Asymmetry plays an important role in biology on every scale: thoughts about DNA spirals, the fact that the human heart is on the left, our preference to use our left or right hand … A team from the CNRS / Inserm / Université Côte d & Azur, in collaboration with colleagues from the University of Pennsylvania, showed how a protein induces spiral motion in another molecule. Through the domino effect, it causes the cells, organs and, in fact, the whole body to turn, causing later behavior. This study was published in the journal science on 23 November 2018
Our world is fundamentally asymmetrical: think about the double helix of DNA, the asymmetric separation of stem cells, or the fact that the human heart is located to the left … But how do these asymmetries appear and are connected to each other?
At the Valrosa Institute of Biology, the team led by CNRS researcher Stefan Nosseli, who also includes researchers from Inserm and Université Cote d'Azur, studied left-asymmetric asymmetry for several years to solve these puzzles. Biologists have identified the first asymmetry controlling genes in the common fruit fly (Drosophila), one of the biology-based model organisms. Recently, the team has shown that this gene plays the same role in vertebrates: the protein it produces, Myosin 1D, controls the coiling or rotation of organs in the same direction.
In this new study, researchers induced the production of Myosin 1D in the normal symmetrical organs of Drosophila, such as the respiratory trachea. Quite spectacular, it was enough to cause asymmetry at all levels: deformed cells, tracheas that wrap around themselves, twisting the whole body, and spiraling locomotive behavior among flies larvae. It is remarkable that these new asymmetries always evolve in the same direction.
To identify the origin of these cascade effects, biochemists from the University of Pennsylvania also contributed to the project: on a glass roof roof, Myosin 1D was taken in contact with a cytoskeleton component (the cell's spine), namely actin.
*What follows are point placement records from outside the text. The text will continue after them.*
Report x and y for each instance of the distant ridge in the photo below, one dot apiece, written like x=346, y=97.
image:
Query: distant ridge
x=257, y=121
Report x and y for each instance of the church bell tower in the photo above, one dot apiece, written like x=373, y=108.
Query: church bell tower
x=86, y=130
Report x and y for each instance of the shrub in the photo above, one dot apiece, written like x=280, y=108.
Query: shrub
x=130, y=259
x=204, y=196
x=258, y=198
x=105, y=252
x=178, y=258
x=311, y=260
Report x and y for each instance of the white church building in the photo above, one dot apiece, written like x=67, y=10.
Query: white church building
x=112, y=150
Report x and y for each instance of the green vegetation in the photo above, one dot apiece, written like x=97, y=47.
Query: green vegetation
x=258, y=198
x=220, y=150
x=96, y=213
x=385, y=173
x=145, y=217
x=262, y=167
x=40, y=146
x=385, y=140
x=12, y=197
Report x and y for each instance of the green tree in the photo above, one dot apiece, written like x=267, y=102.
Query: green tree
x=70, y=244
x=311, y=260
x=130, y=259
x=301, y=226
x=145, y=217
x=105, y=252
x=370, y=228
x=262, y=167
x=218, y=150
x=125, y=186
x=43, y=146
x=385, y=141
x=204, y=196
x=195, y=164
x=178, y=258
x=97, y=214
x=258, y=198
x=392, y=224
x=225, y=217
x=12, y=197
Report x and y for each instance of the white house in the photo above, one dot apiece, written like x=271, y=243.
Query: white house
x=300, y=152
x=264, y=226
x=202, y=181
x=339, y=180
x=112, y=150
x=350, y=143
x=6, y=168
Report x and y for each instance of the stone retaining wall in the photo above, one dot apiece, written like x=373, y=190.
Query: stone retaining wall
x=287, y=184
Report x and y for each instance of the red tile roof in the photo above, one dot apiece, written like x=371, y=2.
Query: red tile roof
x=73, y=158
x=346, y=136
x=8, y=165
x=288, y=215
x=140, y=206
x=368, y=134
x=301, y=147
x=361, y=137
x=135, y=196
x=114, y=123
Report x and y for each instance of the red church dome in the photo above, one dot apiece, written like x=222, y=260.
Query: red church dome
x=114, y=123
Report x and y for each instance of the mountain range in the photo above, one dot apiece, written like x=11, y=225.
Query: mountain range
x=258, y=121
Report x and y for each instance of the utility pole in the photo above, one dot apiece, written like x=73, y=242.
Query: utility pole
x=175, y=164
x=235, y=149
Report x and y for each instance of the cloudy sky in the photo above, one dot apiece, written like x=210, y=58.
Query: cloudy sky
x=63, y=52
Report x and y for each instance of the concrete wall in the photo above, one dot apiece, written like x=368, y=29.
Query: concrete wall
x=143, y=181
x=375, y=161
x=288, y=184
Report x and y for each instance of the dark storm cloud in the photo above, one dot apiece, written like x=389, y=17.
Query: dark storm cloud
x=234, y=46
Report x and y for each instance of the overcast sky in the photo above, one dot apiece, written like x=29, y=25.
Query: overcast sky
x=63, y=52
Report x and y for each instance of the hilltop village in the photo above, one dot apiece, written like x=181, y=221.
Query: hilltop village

They were able to observe that the interaction between the two proteins induces the spina of the actin.
Besides its role in right-left asymmetry among Drosophila and vertebrates, Myosin 1D appears to be a unique protein capable of inducing asymmetry on its own at all scales, first at the molecular level, then by the effect of the domino cell, tissue and behavioral level . These results suggest the possible mechanism for the sudden appearance of new morphological characteristics in the course of evolution, such as the twisting of the snails' bodies. Therefore, Myosin 1D seems to have all the necessary features for this innovation, since only its expression is sufficient to cause all scales to twist.